The morning sun shines down on us as soon as we leave and I can't help but look up, embracing its warmth. My grandfather would always tell me how a firebender's power is connected to the sun, and in this moment I can truly feel what he means.

"Ulazu, since you're wanting to remain here, I need you to promise me that you will not get involved." My mother says and I find myself nodding even though she is looking ahead rather than at me.

"I promise you, mother. The only thing I will be doing is helping those caught in the crossfire." I reply.

"I thought you told Raiko that you weren't doing that anymore?" My grandfather questions. I turn to him and see his confused raised brow and I nod.

"Yes, I told him I wouldn't help him. But that doesn't mean I can't help people my way." I say and my grandfather smiles.

"I'm glad to hear that you wouldn't give up on them." He says and my small smile leaves my face to be taken over my a serious expression.

"I would never give up on people that need me, no matter how much someone upsets me." I say. At this my mother stops walking and turns to me. She wears a smile similar to my grandfather's and she looks at me, not saying a single thing for a good ten seconds before she pulls me into a hug.

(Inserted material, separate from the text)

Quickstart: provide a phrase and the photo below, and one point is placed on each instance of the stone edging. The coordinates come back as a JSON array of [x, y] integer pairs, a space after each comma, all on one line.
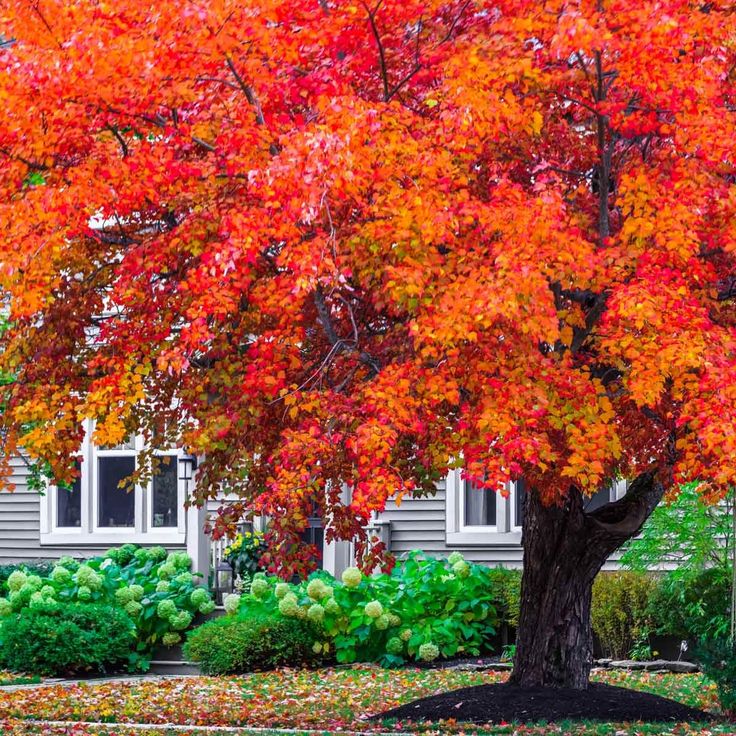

"You make me so proud, Ulazu. I really should have been listening to you all along." She says. I wrap my arms around her and laugh. Five years ago, my mother would have never said anything like this to me. I was always overlooked and forced to follow what she wanted for me. But things have really changed since then.

"Yeah, then I wouldn't have had to run away in the first place." I say with a small chuckle. She draws back, still keeping her hands on my shoulders.

"But if you had never run away then you would have never met Bolin, or your friends, or become the woman you are today." My grandfather says. My mother and I turn to him and I smile softly.

"I guess there always is a light at the end of the tunnel." My mother says softly as she turns back to me. We share a smile before she pulls me into another short hug, soon releasing me so that I can give my grandfather a goodbye hug.

"When can we expect you back in the Fire Nation?" My grandfather asks as he lets me go.

"I'm not certain. Though if you need me back, tell me and I'll head straight home." I say. My grandfather nods and turns to my mother.

"Okay, then we will see you soon." My mother says. I bow my head to her to her out of habit and she smiles.

"I love you both." I say.

"We love you too, stay safe, Ulazu." My grandfather says.

"Yes, stay safe, and you must be sure to bring Bolin back with you." My mother says as her and my grandfather start to walk away. I feel a faint blush hit my cheeks and I'm unable to remove the idea of me and Bolin living together just like how we talked about last night. Thinking about having a family with him makes me go giddy and I am in love with the feeling.